Esta também a versão dos eventos de que me servi no livro “Timor-leste o dossier secreto 1973-1975” mas que como se vê é bem diferente da do ex-Governador Themudo Barata.
Depois desta longa visita ao passado, do fim do século XIX a meados do século XX, parece difícil atribuir os incidentes de Abril 2006 a conflitos tribais, dado que eles parecem ter-se esgotado em Junho 1959, sem qualquer registo posterior de lutas inter-tribais. O poderio dos régulos e liurais esmoreceu e já em 1975 era pouco mais do que simbólico. A divisão administrativa colonial portuguesa fizera esbater esta tradicional divisão dos povos de Timor e, posteriormente, com a ocupação indonésia parece ter-se esfumado de vez. O que não desapareceu porém foi a animosidade ancestral entre o oeste e o leste, tanto mais que agora surge enriquecida pela dicotomia de resistência activa contra a Indonésia representada pela Falintil e pelos povos de leste contra os povos de oeste, associados ao colaboracionismo com o invasor. Desde a proclamação da independência que se ouvem queixas dos antigos guerrilheiros e aqui cremos que o Estado falhou totalmente por menorizar estas queixas e deixá-las latentes nos milhares de soldados guerrilheiros compulsivamente passados a uma reforma sem benefícios fiscais ou económicos e sem ocupação ou treino para ocuparem a sua posição dentro da nova sociedade democrática timorense. A má divisão da atribuição dos postos de comando e chefias militares a pessoas Loromonu em detrimento dos Lorosae tem ab initio um certo fundamento nas queixas que motivaram os incidentes que levaram em Fevereiro à saída de mais de 500 militares, prontamente demitidos por abandono do cargo. Cremos que o Governo subestimou a real dimensão do problema e se serviu duma legitimação legalista para a levar a cabo sem se aperceber da caixa de Pandora que poderia estar a abrir. Houve inacção e incúria e até uma certa forma sobranceira de tratar o problema. O Presidente Xanana depois de ouvir os descontentes mostrou que estava a favor doutro tipo de solução, mas o Governo permaneceu mudo e firme na sua decisão de não os reintegrar. Até aqui verificaram-se dois factos apenas: descontentamento por origem étnica e por motivos de privilégio aos Loromonu.
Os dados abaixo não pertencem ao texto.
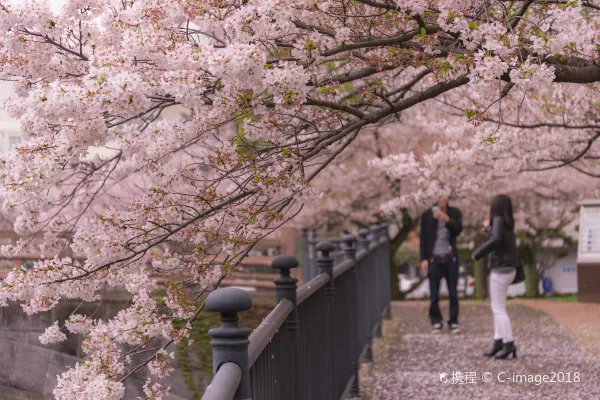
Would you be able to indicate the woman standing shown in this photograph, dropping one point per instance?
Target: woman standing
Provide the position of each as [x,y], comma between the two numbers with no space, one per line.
[503,261]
Não havia ainda de facto nenhuma tentativa de golpe de Estado. Só quando os auto-proclamados líderes militares rebeldes (ou meramente desertores?) intensificam as suas exigências após a criação duma Comissão de Inquérito e pedem a cabeça do Governo ou a demissão do mesmo, obviamente com o apoio de forças externas como foi dito por Mari Alkatiri, se pode começar a falar de tentativa de golpe de Estado. O plano B certamente apoiado pelos EUA, Austrália e outros confiava que a candidatura do Embaixador José Luís Guterres tivesse um amplo apoio das bases da Fretilin, o que não aconteceu. Foi um fracasso total e veio reforçar ainda mais a liderança do Primeiro-Ministro (sempre tão odiado pela Austrália que jamais lhe perdoa as duras negociações para a exploração do petróleo e a sua firmeza em não abdicar duma linha de crescimento económico lenta mas segura). Nesta altura já as tropas australianas estavam em fase adiantada de preparativos para uma “invasão pacífica” de Timor a pedido deste jovem país. Não se contesta que as coisas chegaram a um ponto em que era forçoso pedir a ajuda do exterior para terminar com os conflitos entre Exército e Polícia, ao longo das mesmas margens de divisão que atrás se mencionaram. A rapidez da chegada das tropas australianas só veio comprovar que o seu estado de alerta para intervir se tinha precipitado com a vitória esmagadora de Mari Alkatiri no Congresso da Fretilin.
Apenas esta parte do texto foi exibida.